Capt. Jeremy Polk graduates from premiere leadership program
On the Importance of Training: Sgt. Kevin Crawford and Cpl. Daniel Bruce also reflect on their leadership training
UNT Police Capt. Jeremy Polk recently graduated from the Leadership Command College, one of the nation’s premiere law enforcement management programs. In addition to teaching police leadership, the program allows participants to develop skills in conflict resolution and communications, learn about best practices and ethical standards, and work on personal development such as fitness.
“Leadership goes beyond basic skills or knowledge and in the Leadership Command College we learned to examine our own management styles to improve ourselves and our working relationships,” said Polk.
The Leadership Command College, modeled after the FBI National Academy, is free for Texas law enforcement officials. Polk is the first officer from the UNT Police Department to attend this elite program.
“Just being able to attend this program was an honor since there are only about 2 percent of active law enforcement officers in Texas who hold this certification,” said Polk, who noted that the UNT Police Department is working to send two more officers to the program soon.
The nine-week program spans a year and allows law enforcement officers to meet and learn with fellow Texas officers from around the state. This gives participants a chance to discuss trends in crime and other issues their department faces, which in turn allows everyone to help discuss problem-solving ideas.
“We were also required to do a research paper on a contemporary topic and present on that topic several times,” said Polk. “I’m a few years removed from grad school now, so this took some extra time and attention on my part – but it was worth it. I heard a variety of viewpoints on several different topics and it gave me new insight. It showed that the best way to work toward solutions is with research, data and solid decision-making.”
Polk learned that many of the best practices being discussed and taught are already in practice at the UNT Police Department. Within the department on campus, he hopes to encourage other officers to take pride in that and continue to bolster the relationship with the UNT community.
“The reflections of our leadership’s core values and expectations should be apparent in every citizen interaction,” said Polk. “We may not always be perfect, but we will continue to strive for perfection. Attending this program reinforced my pride in being a member of this department and the UNT community.”

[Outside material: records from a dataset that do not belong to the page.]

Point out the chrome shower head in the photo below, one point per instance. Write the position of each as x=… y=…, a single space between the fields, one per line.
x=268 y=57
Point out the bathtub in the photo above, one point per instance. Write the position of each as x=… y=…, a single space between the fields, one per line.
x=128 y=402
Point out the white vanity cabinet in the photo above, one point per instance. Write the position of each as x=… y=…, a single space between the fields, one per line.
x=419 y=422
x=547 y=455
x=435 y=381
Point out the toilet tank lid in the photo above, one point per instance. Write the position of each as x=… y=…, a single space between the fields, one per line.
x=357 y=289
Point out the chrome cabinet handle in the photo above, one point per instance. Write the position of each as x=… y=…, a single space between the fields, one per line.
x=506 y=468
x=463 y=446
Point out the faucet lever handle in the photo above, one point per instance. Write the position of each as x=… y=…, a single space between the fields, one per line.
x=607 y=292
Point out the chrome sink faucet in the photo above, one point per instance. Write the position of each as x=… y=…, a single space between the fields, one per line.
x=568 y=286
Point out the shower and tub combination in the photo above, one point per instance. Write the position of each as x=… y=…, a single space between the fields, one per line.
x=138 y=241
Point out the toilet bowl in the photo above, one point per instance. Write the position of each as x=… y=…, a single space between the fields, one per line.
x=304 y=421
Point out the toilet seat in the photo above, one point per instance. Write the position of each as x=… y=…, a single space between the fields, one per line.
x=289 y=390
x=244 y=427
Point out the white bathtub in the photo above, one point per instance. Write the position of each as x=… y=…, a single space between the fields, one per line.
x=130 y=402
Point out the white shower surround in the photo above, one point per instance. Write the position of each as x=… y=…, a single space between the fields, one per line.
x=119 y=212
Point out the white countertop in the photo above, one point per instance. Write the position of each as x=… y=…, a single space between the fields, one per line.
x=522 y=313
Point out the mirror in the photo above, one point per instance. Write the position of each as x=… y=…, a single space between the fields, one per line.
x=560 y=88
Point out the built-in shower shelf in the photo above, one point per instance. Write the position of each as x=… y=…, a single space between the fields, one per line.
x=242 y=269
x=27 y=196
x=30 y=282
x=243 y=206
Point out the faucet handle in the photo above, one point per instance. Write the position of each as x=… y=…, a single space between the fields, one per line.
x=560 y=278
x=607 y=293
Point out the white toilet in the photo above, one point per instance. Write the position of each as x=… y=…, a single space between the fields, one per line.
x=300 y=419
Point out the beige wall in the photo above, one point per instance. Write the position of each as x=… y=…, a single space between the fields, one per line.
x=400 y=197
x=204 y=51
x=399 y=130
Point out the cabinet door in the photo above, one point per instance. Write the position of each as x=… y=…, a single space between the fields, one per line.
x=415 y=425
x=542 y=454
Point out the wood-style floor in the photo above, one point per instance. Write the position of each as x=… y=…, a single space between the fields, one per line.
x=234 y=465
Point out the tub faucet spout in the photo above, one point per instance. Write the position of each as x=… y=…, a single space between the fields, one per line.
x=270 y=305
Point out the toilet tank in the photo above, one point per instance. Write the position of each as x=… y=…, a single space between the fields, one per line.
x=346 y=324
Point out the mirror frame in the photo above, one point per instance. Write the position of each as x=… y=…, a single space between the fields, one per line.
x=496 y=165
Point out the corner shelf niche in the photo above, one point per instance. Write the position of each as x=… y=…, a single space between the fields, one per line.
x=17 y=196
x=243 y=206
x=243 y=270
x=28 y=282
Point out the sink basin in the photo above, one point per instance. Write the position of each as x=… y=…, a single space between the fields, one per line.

Regular training for officers and staff is an important part of the UNT Police Department. Training includes one-day courses to weeks-long schooling to help the department stay current on best practices to better serve the UNT community.
In February, Sgt. Kevin Crawford and Cpl. Daniel Bruce graduated from the Institute for Law Enforcement Administration’s School of Police Supervision. This four-week school focused on both personal and professional development.
“This course allowed me to take a step back and take time for personal reflection,” said Crawford. “It often seems the expectation is that I’m supposed to have all the answers. The focus in this course was on learning and growing in our roles.”
Growth means focusing on your own goals, such as Bruce’s goal for promotion, and on making the department a better team.
“We were taught the importance of servant leadership – to coach, lead, care for and help a team accomplish the department’s mission,” said Bruce. “The other course that influenced me was about keeping a high value on moral and ethical practices.”
By focusing on these areas, you can develop a team that collaborates well for the best solutions, said Crawford.
These practices not only make for a better, community-oriented police department, said Bruce, but they help support positive morale among the officers.